The Japanese Scientists Who Promoted Inter-Species Communication
In 2002, Japanese scientists Keita Sato, Dr. Matsui Suzuki, and Dr. Norio Kogure won the Ig Nobel for Peace in recognition of their work in promoting inter-species communication. To promote this peace, they created a device called Bow-Lingual, a computer-based dog-to-human translator. Bow-Lingual is built to categorize dog barks into one of six different emotional categories. Bow-Lingual also includes information on understanding the emotions of a dog’s body language. The emotional category of a dog’s bark, when combined with their body language, should give an owner some indication of how to best serve their pooch. No more of that lost in inter-species translation nonsense!

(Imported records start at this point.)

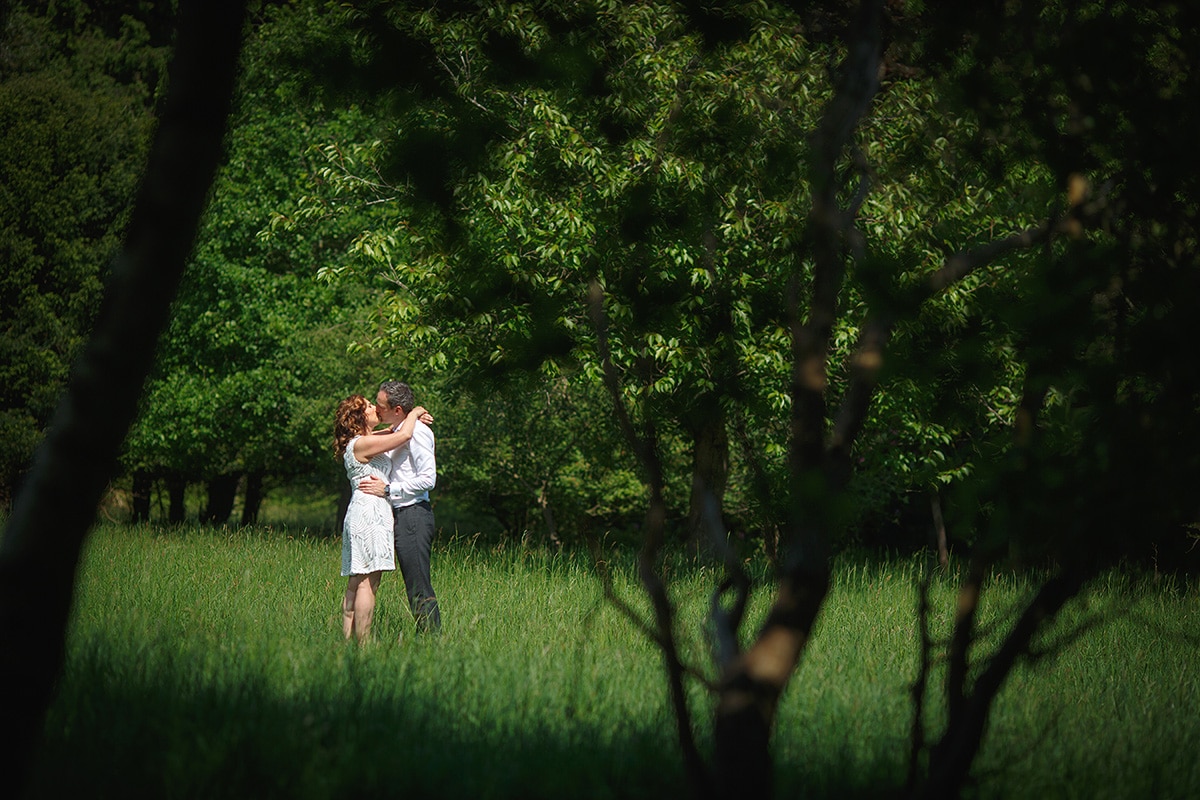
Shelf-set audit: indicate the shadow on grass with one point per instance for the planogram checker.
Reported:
(163, 735)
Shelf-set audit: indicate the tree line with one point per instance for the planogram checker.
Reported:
(749, 268)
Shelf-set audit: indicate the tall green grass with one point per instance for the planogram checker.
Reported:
(210, 663)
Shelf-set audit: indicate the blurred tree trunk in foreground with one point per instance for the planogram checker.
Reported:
(55, 509)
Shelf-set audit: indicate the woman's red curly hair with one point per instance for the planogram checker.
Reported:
(349, 421)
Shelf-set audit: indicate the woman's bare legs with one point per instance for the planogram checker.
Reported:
(358, 605)
(352, 587)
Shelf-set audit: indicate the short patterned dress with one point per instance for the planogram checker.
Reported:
(367, 543)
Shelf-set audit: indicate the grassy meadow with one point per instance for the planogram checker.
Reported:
(209, 663)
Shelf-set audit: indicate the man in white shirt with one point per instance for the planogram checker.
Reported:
(414, 471)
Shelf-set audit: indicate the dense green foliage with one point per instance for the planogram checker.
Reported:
(211, 665)
(76, 97)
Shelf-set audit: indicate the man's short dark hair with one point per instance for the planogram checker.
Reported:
(399, 395)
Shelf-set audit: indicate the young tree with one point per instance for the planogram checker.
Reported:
(76, 104)
(102, 392)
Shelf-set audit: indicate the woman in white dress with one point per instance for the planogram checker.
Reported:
(367, 545)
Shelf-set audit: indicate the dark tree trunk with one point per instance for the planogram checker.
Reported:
(222, 492)
(709, 474)
(143, 486)
(177, 488)
(49, 523)
(253, 501)
(943, 551)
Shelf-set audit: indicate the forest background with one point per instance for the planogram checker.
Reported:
(661, 271)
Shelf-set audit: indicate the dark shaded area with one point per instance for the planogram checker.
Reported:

The Scientists Who Gauged the Prevalence of Nose-Picking in Adolescents
Adolescence can be a pretty lonely and awkward time. It can feel like no one could possibly know what what you’re going through. They couldn’t share in your burden. However, Chittaranjan Andrade and B.S. Srihari of the National Institute of Mental Health and Neurosciences in Bangalore, India, found that one aspect of adolescent life is shared. That aspect is nose-picking. Their study, “A Preliminary Survey of Rhinotillexomania in an Adolescent Sample,” reported that, in a sample of “200 adolescents from 4 urban schools,” “almost the entire sample admitted to nose picking, with a median frequency of 4 times per day.”
They won the 2001 Public Health Ig Nobel for their foray into the compulsive nose-picking habits of youth.